Il brasiliano triste, spaesato, perché lontano da casa e dagli affetti. Non riesce ad ambientarsi nella nuova realtà, la testa è sempre rivolta all’indietro, là dove è rimasto il cuore. Soffre di saudade, un termine che deriva prettamente dalla cultura lusitana, ovvero di nostalgia, una forma di malinconia che invade il corpo e la mente impedendo di vivere il presente. Un sentimento che provarono i primi coloni portoghesi, partiti dalla propria Patria per andare a scoprire il Mondo per essere poi pervasi dalla tristezza e provare solitudine una volta sbarcati Oltre Oceano. Saudade è senso di nostalgia legato al passato, che non tornerà più, e speranza verso il futuro, un domani che ci si augura possa essere come lo ieri anche se diverso, perché noi stessi saremo diversi.
Pur non essendo brasiliano e non potendo vantare avi portoghesi, di questi tempi soffro di saudade, profonda nostalgia dei tempi che furono e mi auguro possano tornare con nuovi voci. Non sono lontano da casa, non sono distante dagli effetti, ma mi mancano le telecronache di grandi professionisti e mi rendo conto, ora più che mai, quanto fossero bravi. Wimbledon per decenni è stato raccontato dalla coppia Clerici – Tommasi, i sacri e verdi campi di Londra non avevano segreti per loro, come non ne aveva il tennis stesso. La loro non era una telecronaca, ma un racconto della partita, non c’è una voce principale e un esperto che lo affianca, ma una squadra composta da due persone che conoscono profondamente la materia di cui parlano prendendo per mano il telespettatore. Il silenzio, perché sì anche il silenzio deve far parte di una telecronaca, al momento giusto, il commento tecnico quando c’è qualcosa che va spiegato usando vocaboli comprensibili a tutti, lasciando spazio alle emozioni che loro stesso provano ricordandosi sempre che lo sport è una gigantesca fabbrica di sentimenti.

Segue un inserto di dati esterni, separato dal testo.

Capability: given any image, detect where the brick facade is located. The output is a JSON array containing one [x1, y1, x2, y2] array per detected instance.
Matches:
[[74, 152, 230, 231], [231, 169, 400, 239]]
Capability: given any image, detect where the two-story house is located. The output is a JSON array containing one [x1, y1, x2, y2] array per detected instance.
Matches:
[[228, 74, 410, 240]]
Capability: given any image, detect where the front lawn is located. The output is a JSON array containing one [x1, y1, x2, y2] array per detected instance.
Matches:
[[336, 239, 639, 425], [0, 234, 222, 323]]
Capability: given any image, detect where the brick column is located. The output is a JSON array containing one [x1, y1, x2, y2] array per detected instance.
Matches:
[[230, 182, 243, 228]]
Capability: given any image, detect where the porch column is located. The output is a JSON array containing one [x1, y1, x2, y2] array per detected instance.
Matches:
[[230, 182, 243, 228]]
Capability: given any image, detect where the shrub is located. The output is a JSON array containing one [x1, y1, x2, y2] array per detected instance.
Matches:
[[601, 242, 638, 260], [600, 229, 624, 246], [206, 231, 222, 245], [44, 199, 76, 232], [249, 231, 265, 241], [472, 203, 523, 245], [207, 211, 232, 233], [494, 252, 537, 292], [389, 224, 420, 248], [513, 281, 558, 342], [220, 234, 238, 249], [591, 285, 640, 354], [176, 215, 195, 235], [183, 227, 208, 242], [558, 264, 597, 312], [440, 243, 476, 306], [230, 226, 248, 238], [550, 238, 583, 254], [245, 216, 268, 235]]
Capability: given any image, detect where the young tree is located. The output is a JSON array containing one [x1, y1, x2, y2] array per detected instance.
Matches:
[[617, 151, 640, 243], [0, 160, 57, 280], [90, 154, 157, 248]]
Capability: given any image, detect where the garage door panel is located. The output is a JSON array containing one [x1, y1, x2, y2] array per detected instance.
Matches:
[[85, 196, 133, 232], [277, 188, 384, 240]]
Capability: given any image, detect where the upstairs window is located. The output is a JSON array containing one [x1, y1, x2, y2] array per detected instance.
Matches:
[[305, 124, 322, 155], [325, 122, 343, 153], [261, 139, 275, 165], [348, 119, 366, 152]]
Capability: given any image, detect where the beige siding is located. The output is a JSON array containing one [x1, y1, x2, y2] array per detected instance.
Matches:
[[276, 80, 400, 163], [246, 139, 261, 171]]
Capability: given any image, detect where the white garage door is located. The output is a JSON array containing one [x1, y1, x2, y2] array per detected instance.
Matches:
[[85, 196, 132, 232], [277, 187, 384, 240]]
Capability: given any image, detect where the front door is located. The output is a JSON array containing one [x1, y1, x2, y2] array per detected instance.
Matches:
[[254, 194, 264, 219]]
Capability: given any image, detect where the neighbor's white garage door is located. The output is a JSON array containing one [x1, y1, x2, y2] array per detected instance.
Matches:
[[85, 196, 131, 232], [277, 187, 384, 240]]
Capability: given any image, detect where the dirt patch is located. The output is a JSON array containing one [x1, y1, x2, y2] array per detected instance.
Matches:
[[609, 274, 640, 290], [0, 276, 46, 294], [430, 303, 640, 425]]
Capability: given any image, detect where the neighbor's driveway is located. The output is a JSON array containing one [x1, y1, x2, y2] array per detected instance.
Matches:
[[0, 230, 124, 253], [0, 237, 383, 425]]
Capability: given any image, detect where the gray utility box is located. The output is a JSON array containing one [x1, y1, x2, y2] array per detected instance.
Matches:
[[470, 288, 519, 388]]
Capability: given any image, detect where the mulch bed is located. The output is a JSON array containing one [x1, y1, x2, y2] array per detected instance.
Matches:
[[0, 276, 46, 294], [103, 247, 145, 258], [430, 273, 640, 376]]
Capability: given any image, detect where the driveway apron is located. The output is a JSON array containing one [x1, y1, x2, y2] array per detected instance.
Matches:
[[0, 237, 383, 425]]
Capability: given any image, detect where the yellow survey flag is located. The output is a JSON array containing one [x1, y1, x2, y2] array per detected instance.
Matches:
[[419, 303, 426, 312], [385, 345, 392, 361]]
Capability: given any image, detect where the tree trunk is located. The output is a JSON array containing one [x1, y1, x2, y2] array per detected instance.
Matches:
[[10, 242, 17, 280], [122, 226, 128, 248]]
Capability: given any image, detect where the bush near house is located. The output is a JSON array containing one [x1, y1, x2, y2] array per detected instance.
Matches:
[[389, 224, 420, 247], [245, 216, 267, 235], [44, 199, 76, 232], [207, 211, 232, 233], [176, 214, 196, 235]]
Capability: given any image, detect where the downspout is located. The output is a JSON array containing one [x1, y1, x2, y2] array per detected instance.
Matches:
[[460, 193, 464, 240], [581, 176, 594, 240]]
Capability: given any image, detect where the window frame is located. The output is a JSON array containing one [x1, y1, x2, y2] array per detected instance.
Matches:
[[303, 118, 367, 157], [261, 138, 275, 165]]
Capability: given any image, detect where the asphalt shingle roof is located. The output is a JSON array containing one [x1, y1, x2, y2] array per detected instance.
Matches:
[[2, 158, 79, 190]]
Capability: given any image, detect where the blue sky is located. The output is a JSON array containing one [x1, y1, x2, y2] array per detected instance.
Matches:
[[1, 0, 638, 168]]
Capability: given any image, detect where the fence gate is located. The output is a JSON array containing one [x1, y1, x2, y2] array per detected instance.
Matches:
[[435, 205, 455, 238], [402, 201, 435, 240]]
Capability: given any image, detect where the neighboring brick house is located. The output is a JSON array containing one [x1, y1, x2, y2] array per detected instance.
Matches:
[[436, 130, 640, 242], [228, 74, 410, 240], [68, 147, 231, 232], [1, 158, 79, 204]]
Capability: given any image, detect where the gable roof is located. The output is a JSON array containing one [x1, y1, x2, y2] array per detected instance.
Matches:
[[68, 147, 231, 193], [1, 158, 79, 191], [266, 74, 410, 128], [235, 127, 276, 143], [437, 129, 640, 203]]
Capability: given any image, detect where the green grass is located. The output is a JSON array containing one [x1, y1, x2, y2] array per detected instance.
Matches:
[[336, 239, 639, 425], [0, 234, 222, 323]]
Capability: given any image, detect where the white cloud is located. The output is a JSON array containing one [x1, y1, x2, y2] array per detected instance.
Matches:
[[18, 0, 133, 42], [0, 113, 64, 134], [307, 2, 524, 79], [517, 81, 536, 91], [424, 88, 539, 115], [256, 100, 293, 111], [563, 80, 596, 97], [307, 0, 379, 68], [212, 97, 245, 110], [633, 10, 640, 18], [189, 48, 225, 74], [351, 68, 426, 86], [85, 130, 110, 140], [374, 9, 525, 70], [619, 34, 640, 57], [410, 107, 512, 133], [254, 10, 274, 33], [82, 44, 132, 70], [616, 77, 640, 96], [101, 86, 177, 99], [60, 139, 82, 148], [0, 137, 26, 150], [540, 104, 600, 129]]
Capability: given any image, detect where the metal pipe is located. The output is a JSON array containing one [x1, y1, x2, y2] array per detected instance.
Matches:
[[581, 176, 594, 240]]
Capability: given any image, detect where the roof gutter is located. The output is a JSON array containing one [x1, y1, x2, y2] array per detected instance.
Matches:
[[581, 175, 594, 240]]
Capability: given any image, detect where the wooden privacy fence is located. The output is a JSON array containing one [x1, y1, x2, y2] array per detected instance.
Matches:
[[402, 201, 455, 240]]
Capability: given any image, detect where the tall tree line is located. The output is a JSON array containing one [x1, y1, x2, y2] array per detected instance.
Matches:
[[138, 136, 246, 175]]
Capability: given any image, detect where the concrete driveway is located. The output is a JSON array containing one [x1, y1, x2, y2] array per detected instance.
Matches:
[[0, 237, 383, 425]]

Clerici-Tommasi, ma non solo. L’ultima Confederations Cup è stato un assaggio di quel che saranno i Mondiali, di giornalisti che quando c’è la partita dell’Italia perdono ogni controllo, urlano per farsi notare, usano termini tecnici fuori contesto per far vedere che ne capiscono e che cercano sempre una frase a effetto per farsi notare dimenticandosi che loro sono uno strumento non il fine. Anche Pizzul si emozionava quando segnava la Nazionale, i Mondiali del 1994 sono stati caratterizzati per i tanti gol di Roberto Baggio e il telecronista gioiva, ma non era lui il personaggio né voleva essere. Ecco, il tarlo del giornalista in televisione è proprio questo: la mania del protagonismo, la volontà sfrenata di competere con i vari atleti. Perdendo sempre.
PS Già monta la saudade nel pensare, un domani, alla fine della coppia Tranquillo – Buffa.